Se pela direita o espírito da época dizia que o capitalismo, por si mesmo, havia chegado ao fim da história e enterrado a possibilidade de um mundo socialista, pela esquerda propunha que fechássemos os olhos para o poder do capital, nos esquivássemos da “tentação do poder do estado”, e nos contentássemos com experiências de contra-poder. Ora, com um verniz de novidade, acusando o socialismo de uma concepção presa ao século XIX, as ideias dos anos noventa esqueceram de dizer que também compartilhavam de fundamentos de tal século: os pró-capitalistas não falaram que suas promessas eram as mesmas do período do capitalismo de livre concorrência; e os “anti capitalistas” esconderam que compartilhavam do sonho dos primórdios da história do socialismo, a utopia de ter experiências livres do estado e do capital sem destruir o capitalismo.
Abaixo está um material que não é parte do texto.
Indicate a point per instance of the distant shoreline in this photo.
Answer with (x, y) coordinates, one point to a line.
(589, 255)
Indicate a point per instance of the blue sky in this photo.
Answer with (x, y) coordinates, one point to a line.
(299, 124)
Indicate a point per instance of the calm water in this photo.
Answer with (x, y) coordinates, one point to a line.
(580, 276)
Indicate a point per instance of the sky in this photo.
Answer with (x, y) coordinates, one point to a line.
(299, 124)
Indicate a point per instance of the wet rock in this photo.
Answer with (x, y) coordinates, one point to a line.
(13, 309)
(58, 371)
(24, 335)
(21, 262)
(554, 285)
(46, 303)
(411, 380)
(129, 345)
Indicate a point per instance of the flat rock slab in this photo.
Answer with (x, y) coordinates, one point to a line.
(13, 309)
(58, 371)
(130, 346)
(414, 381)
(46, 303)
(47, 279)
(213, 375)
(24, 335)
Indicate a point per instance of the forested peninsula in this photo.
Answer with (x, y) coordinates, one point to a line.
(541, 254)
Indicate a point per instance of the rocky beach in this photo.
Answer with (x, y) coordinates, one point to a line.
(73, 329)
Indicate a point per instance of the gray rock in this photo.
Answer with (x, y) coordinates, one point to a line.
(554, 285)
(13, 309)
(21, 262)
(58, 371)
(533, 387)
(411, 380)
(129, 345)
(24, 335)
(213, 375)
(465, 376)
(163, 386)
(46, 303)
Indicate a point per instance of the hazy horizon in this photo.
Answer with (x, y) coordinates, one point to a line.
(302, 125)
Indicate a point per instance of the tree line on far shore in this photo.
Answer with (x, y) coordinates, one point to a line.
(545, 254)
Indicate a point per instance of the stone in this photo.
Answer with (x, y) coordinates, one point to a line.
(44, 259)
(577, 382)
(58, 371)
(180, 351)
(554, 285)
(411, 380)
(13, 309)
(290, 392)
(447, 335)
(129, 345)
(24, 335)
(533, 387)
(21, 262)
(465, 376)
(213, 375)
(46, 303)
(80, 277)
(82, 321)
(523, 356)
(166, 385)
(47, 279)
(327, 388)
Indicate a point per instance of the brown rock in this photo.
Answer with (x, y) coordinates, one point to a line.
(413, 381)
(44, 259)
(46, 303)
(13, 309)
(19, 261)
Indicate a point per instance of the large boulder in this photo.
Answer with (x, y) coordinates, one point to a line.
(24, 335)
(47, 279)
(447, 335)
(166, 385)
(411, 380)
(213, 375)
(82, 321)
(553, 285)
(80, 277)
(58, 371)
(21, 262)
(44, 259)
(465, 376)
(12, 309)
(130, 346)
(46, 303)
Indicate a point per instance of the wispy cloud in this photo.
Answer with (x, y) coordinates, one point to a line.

A crise econômica e as teses autonomistas



Entendemos que o avançar da crise econômica vem demonstrando cada vez mais os erros das teses autonomistas. A crise da União Europeia evidenciou como o estado nacional ainda é fundamento da economia capitalista e que ela própria não era um exemplo de “divisão de riqueza e pobreza entre os países” mas uma tentativa de dominação das potências imperialistas que serviu como forma de descarregar sobre as nações de menos poder econômico os efeitos da crise capitalista. É impossível compreender as crises políticas como as que ocorrem na Grécia e na Itália por fora dos conflitos entre as nações e os interesses de recolonização de algumas nações da Europa. No mesmo sentido não temos no horizonte uma diminuição dos conflitos inter-imperialistas, mas muito provavelmente o contrário.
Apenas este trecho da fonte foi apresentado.